Research output: Contribution to journalArticlepeer-review

110 Scopus citations

Abstract

Behaviours evolve by iterations of natural selection, but we have few insights into the molecular and neural mechanisms involved. Here we show that some Caenorhabditis elegans wild strains switch between two foraging behaviours in response to subtle changes in ambient oxygen. This finely tuned switch is conferred by a naturally variable hexacoordinated globin, GLB-5. GLB-5 acts with the atypical soluble guanylate cyclases, which are a different type of oxygen binding protein, to tune the dynamic range of oxygen-sensing neurons close to atmospheric (21%) concentrations. Calcium imaging indicates that one group of these neurons is activated when oxygen rises towards 21%, and is inhibited as oxygen drops below 21%. The soluble guanylate cyclase GCY-35 is required for high oxygen to activate the neurons; GLB-5 provides inhibitory input when oxygen decreases below 21%. Together, these oxygen binding proteins tune neuronal and behavioural responses to a narrow oxygen concentration range close to atmospheric levels.

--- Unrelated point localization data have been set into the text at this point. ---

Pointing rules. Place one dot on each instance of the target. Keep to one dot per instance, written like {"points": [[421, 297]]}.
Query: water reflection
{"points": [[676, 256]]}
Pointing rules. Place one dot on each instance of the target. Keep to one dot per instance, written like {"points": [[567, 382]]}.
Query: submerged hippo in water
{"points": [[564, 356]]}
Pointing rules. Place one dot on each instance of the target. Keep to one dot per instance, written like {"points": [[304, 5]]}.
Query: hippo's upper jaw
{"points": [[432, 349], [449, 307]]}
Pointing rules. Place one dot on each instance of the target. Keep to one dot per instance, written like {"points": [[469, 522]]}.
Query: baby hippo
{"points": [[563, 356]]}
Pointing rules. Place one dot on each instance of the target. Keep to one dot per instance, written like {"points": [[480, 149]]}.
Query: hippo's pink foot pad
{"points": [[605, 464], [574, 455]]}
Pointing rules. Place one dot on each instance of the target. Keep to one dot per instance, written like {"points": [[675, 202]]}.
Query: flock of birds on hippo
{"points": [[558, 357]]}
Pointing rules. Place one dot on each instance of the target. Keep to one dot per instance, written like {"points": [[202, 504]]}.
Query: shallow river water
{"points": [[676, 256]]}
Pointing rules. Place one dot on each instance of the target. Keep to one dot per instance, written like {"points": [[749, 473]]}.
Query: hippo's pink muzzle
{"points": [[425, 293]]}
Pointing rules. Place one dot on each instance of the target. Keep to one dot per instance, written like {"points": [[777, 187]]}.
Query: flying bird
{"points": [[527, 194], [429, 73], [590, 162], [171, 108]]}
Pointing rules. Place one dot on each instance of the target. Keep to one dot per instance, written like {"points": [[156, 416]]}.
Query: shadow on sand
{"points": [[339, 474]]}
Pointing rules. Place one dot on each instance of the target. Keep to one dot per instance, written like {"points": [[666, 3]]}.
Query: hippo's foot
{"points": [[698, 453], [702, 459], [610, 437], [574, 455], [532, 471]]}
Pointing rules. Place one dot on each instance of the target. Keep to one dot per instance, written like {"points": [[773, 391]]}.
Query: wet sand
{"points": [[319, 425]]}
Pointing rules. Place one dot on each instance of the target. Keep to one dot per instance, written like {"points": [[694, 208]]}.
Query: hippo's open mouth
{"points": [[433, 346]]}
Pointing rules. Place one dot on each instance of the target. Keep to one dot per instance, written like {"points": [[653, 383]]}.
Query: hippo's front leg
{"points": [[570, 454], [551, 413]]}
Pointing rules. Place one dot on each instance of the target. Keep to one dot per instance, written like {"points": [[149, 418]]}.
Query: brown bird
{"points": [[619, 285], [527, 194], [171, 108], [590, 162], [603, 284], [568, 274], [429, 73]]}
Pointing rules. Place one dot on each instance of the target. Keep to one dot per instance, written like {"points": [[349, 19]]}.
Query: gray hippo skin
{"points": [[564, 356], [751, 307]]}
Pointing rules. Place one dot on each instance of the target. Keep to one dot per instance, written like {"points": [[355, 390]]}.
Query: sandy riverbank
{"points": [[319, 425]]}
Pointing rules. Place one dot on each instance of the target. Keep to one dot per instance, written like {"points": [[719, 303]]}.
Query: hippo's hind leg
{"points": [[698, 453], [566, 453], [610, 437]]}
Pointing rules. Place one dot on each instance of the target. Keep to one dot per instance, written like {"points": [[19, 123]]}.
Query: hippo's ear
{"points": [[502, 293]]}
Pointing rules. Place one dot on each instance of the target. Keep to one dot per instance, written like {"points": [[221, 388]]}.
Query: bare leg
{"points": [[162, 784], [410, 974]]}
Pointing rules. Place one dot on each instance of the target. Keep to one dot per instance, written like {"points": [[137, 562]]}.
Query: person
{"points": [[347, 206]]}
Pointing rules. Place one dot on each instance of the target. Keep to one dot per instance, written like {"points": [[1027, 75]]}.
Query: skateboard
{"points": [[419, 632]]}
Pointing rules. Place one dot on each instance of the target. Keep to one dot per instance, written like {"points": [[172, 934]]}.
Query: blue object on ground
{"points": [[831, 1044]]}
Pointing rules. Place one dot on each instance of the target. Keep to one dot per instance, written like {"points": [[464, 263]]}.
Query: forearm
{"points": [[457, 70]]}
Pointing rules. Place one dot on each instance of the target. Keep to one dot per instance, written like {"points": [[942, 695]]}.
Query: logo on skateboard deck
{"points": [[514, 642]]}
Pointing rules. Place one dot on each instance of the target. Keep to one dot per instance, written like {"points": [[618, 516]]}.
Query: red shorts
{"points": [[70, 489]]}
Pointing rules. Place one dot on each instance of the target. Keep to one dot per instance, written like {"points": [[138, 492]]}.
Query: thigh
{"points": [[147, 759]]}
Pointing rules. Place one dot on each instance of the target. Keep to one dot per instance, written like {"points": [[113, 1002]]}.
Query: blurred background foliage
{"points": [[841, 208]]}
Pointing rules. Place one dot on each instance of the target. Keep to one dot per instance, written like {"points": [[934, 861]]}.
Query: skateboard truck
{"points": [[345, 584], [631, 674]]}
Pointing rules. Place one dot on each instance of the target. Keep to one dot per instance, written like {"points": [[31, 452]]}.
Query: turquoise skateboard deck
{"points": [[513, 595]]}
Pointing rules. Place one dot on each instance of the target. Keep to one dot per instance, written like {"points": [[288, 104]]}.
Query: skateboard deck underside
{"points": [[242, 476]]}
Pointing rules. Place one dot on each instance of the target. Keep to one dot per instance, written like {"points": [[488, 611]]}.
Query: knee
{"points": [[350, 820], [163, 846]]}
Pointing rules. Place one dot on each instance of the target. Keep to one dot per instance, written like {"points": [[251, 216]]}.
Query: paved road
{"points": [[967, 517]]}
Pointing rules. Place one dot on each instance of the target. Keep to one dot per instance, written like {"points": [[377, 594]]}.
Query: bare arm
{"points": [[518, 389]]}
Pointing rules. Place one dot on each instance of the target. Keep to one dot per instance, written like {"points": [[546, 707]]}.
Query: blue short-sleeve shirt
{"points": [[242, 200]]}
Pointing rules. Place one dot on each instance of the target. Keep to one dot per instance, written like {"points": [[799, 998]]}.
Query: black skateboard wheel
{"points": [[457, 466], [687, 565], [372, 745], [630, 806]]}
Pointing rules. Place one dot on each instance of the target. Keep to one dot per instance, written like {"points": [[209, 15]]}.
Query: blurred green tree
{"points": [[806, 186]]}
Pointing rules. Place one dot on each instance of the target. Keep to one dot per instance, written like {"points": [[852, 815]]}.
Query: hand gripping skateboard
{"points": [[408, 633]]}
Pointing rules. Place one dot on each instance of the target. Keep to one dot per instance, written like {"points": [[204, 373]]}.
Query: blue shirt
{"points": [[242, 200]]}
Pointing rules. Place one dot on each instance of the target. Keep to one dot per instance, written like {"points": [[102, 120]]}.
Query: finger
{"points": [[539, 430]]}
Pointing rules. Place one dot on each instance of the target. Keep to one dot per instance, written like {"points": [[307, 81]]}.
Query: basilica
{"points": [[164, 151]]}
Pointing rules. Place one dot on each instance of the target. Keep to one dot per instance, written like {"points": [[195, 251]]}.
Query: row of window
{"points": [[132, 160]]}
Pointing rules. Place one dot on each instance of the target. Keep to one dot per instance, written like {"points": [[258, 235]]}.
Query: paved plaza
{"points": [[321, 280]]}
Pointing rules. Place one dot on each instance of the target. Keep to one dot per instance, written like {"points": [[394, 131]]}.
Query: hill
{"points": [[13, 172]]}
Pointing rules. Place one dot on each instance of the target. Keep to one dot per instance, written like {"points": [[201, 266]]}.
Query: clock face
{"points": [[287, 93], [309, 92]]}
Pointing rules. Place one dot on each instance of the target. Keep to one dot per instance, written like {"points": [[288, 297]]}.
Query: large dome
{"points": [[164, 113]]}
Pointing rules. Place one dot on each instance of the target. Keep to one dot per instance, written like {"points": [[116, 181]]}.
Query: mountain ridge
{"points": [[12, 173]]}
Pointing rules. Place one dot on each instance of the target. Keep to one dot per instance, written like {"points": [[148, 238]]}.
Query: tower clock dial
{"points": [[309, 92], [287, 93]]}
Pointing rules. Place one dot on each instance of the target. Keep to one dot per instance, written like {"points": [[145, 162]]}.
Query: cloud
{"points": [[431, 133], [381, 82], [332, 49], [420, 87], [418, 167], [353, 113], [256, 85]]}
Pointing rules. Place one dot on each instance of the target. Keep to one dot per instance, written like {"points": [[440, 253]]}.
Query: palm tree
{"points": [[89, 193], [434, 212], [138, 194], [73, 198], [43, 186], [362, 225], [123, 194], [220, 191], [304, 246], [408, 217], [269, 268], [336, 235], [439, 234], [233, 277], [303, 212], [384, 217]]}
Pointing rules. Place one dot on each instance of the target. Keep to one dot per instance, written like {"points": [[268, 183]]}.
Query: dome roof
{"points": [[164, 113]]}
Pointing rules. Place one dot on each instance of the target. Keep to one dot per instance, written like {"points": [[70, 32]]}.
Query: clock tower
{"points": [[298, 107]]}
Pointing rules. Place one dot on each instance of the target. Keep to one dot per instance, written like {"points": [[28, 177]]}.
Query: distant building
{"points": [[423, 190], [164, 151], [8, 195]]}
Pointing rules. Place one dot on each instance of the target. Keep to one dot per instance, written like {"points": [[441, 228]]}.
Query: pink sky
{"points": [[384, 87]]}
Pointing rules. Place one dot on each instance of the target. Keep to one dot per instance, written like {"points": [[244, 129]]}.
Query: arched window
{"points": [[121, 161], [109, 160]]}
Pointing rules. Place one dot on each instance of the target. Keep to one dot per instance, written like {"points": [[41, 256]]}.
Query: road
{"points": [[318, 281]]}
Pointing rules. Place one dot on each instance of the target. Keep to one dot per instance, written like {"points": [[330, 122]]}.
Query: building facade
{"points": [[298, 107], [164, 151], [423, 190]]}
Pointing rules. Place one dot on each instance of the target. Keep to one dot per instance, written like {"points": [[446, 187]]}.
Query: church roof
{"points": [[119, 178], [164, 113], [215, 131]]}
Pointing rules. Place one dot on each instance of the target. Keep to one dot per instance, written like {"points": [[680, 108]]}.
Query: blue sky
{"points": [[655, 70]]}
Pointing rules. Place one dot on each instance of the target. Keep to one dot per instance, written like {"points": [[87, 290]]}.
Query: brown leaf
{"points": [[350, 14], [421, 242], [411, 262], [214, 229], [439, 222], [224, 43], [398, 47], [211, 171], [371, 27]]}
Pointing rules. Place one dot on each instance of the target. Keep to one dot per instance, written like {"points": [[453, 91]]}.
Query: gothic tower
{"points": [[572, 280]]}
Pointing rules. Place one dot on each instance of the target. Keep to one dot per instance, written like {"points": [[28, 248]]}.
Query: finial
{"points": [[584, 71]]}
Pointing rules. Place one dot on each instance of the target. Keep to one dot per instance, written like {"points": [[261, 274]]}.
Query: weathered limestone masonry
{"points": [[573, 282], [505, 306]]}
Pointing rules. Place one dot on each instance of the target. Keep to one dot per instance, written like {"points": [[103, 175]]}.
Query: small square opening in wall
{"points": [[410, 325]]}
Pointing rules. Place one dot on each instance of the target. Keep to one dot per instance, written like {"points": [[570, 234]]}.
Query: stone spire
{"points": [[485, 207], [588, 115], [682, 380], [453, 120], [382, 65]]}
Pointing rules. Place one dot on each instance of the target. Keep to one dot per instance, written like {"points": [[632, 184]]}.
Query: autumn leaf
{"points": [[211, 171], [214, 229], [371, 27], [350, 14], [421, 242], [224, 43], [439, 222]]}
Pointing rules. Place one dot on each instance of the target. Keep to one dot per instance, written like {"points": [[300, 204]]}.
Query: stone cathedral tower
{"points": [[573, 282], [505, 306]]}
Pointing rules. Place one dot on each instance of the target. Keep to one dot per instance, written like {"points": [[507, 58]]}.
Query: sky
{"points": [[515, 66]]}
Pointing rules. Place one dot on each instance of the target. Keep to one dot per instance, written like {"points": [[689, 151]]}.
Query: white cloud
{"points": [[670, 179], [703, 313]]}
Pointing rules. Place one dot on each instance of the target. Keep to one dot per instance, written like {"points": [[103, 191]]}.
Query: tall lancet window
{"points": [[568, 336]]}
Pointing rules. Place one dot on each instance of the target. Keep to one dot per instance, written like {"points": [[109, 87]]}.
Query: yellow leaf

The effect of the glb-5 gene on oxygen sensing and foraging is modified by the naturally variable neuropeptide receptor npr-1 (refs 4, 5), providing insights into how polygenic variation reshapes neural circuit function.

Original languageEnglish
Pages (from-to)1030-1033
Number of pages4
JournalNature
Volume458
Issue number7241
DOIs
StatePublished - 23 Apr 2009
Externally publishedYes

Bibliographical note

Funding Information:
Acknowledgements We thank the Caenorhabditis Genetics Center, A. Chisholm, M.-A. Felix and E. Dolgin for C. elegans strains, A. Couto, B. Olofsson, I. Rabinovitch and K. Weber for comments on the manuscript, and I. Johnston and C. Tan for microfluidic devices. This work was supported by the Medical Research Council, a Human Frontier Science Program (HFSP) long-term fellowship (E.G.) and program grant (M.d.B.), the EU Marie Curie Actions (K.E.B.), the European Molecular Biology Organization (K.E.B. and P.L.) and the Fondation Wiener–Anspach (P.L.).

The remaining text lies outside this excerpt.